Security Apps under the Looking Glass: An Empirical Analysis of Android Security Apps

TL;DR

This paper provides an empirical analysis of Android security apps, revealing privacy risks and effectiveness issues, including data resale and malware detection failures, based on static and dynamic analysis of 100 apps.

Contribution

First comprehensive empirical study of Android security apps analyzing their metadata, static and dynamic behaviors, highlighting privacy concerns and detection limitations.

Findings

20% of apps potentially resell user data without consent

Around 50% of apps fail to detect malware

Some apps access sensitive personal information

Abstract

Third-party security apps are an integral part of the Android app ecosystem. Many users install them as an extra layer of protection for their devices. There are hundreds of such security apps, both free and paid in Google Play Store and some of them are downloaded millions of times. By installing security apps, the smartphone users place a significant amount of trust towards the security companies who developed these apps, because a fully functional mobile security app requires access to many smartphone resources such as the storage, text messages and email, browser history, and information about other installed applications. Often these resources contain highly sensitive personal information. As such, it is essential to understand the mobile security apps ecosystem to assess whether is it indeed beneficial to install them.
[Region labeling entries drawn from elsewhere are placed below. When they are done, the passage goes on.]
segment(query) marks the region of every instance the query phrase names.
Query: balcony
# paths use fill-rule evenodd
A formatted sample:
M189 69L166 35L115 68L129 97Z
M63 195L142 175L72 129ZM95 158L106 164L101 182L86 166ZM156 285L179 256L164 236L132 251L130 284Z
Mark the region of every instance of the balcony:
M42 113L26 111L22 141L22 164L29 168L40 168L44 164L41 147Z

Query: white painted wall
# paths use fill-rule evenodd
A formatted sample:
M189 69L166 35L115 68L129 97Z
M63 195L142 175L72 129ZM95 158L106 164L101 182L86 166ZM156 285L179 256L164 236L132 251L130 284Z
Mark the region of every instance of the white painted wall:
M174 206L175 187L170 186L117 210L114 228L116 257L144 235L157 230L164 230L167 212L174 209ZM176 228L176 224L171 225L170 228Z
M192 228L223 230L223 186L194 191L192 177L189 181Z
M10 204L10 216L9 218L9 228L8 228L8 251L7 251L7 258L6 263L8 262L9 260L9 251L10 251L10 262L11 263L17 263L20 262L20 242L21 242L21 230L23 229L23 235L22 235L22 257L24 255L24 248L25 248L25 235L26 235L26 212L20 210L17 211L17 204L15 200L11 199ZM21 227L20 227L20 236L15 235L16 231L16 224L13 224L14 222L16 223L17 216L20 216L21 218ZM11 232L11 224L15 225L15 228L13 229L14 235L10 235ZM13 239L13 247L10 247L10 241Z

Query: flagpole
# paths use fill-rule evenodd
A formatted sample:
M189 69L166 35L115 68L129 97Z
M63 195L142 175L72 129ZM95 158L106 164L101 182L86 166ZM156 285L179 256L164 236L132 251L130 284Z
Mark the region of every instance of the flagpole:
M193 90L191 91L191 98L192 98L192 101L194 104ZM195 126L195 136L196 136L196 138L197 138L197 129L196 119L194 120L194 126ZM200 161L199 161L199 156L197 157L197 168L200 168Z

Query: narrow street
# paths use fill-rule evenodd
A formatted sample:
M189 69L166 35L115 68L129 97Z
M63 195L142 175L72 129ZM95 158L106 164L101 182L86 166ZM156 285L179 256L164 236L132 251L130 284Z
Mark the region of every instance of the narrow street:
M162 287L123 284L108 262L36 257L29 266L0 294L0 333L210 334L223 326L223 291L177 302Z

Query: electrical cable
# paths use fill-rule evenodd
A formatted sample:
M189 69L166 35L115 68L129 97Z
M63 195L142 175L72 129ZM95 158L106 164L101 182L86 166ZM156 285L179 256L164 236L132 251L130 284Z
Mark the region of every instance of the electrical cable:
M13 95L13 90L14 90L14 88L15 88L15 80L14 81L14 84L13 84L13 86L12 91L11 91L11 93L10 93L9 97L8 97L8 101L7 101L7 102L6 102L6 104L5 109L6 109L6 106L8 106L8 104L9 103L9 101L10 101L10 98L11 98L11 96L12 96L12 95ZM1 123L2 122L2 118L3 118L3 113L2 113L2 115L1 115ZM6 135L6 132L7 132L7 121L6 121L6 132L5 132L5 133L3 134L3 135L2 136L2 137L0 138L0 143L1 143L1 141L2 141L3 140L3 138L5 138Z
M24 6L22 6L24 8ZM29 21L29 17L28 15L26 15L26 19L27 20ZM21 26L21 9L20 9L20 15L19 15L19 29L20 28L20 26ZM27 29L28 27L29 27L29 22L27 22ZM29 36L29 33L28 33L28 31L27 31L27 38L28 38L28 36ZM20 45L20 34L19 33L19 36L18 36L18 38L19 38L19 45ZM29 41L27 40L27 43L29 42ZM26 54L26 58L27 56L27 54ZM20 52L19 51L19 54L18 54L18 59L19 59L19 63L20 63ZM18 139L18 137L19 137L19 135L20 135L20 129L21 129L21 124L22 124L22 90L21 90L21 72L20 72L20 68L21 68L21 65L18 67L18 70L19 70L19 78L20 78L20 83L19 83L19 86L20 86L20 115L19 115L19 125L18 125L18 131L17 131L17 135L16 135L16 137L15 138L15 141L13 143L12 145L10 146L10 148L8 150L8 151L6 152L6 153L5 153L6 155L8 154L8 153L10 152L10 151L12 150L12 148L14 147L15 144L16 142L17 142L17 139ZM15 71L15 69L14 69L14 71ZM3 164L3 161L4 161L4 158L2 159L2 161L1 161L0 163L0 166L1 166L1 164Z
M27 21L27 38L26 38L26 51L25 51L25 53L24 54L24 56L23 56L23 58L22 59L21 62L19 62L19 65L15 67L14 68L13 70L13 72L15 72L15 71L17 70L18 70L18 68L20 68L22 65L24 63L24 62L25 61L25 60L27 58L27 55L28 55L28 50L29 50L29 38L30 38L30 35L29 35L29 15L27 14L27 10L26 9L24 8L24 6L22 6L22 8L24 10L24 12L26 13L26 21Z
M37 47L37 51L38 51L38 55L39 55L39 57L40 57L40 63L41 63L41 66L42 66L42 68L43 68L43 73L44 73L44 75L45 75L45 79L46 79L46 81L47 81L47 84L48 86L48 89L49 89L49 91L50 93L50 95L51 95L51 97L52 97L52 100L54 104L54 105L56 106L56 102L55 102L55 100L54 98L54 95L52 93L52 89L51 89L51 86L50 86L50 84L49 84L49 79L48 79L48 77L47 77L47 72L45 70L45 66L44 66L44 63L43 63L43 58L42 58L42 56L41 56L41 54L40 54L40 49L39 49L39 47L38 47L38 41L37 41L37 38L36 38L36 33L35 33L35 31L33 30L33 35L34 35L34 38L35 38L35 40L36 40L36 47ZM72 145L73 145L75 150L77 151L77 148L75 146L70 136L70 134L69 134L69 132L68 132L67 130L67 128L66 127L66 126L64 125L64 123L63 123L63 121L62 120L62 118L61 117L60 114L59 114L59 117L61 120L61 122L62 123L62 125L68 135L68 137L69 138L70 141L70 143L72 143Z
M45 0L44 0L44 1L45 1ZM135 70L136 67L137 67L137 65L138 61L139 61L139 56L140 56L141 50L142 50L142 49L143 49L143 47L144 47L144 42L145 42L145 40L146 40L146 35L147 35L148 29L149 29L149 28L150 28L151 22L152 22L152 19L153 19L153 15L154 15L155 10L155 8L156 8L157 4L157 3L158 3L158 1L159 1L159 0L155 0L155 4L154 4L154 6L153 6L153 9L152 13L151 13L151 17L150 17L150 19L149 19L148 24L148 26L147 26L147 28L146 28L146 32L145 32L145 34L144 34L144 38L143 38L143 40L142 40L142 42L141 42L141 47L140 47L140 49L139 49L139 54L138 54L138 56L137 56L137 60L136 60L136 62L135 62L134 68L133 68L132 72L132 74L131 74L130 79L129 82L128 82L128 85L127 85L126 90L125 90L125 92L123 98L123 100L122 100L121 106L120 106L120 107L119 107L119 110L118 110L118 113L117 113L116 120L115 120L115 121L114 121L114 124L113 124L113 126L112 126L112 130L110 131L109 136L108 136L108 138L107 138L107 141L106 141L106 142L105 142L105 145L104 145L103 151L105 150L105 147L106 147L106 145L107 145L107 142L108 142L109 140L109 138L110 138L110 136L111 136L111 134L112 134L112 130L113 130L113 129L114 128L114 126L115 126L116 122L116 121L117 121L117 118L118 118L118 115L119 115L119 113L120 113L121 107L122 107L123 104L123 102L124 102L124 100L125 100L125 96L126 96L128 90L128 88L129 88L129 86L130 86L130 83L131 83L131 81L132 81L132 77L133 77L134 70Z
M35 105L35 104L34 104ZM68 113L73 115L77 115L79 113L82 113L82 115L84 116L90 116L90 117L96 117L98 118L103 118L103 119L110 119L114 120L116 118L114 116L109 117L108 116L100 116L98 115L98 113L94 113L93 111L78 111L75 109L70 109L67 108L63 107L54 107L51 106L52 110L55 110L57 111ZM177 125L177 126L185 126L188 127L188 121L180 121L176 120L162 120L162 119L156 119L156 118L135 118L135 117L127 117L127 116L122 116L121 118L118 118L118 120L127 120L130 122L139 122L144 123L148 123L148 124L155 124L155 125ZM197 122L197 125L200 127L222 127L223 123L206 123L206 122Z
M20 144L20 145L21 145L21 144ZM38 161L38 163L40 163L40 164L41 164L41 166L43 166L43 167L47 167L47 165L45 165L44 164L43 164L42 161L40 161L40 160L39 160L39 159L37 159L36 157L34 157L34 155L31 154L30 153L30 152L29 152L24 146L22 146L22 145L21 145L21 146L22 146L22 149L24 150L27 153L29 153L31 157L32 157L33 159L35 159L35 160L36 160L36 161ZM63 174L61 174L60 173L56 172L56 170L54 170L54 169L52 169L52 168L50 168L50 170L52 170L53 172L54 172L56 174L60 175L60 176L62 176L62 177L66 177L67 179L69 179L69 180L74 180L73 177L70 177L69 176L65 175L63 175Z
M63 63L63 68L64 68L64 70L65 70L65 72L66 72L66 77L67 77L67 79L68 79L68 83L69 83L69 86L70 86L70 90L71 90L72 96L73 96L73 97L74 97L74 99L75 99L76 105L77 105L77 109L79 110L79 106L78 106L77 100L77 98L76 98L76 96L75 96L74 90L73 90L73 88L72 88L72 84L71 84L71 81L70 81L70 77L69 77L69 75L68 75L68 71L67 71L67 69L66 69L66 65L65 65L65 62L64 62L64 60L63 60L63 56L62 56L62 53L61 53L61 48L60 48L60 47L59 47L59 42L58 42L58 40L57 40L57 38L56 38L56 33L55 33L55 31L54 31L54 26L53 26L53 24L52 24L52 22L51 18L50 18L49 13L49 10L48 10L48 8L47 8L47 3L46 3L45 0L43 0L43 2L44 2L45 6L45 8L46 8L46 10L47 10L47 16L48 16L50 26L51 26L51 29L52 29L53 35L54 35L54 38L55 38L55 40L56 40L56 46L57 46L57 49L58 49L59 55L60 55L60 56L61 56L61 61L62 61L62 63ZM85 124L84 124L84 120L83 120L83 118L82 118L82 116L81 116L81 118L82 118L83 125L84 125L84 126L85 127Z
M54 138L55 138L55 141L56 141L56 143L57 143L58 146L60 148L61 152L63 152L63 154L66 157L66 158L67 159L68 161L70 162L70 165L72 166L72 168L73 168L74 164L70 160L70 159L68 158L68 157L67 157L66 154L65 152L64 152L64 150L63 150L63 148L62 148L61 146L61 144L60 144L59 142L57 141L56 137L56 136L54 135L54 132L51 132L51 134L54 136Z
To this end, in this paper, we present the first empirical study of Android security apps. We analyse 100 Android security apps from multiple aspects such as metadata, static analysis, and dynamic analysis and presents insights to their operations and behaviours. Our results show that 20% of the security apps we studied potentially resell the data they collect from smartphones to third parties; in some cases, even without the user consent. Also, our experiments show that around 50% of the security apps fail to identify malware installed on a smartphone.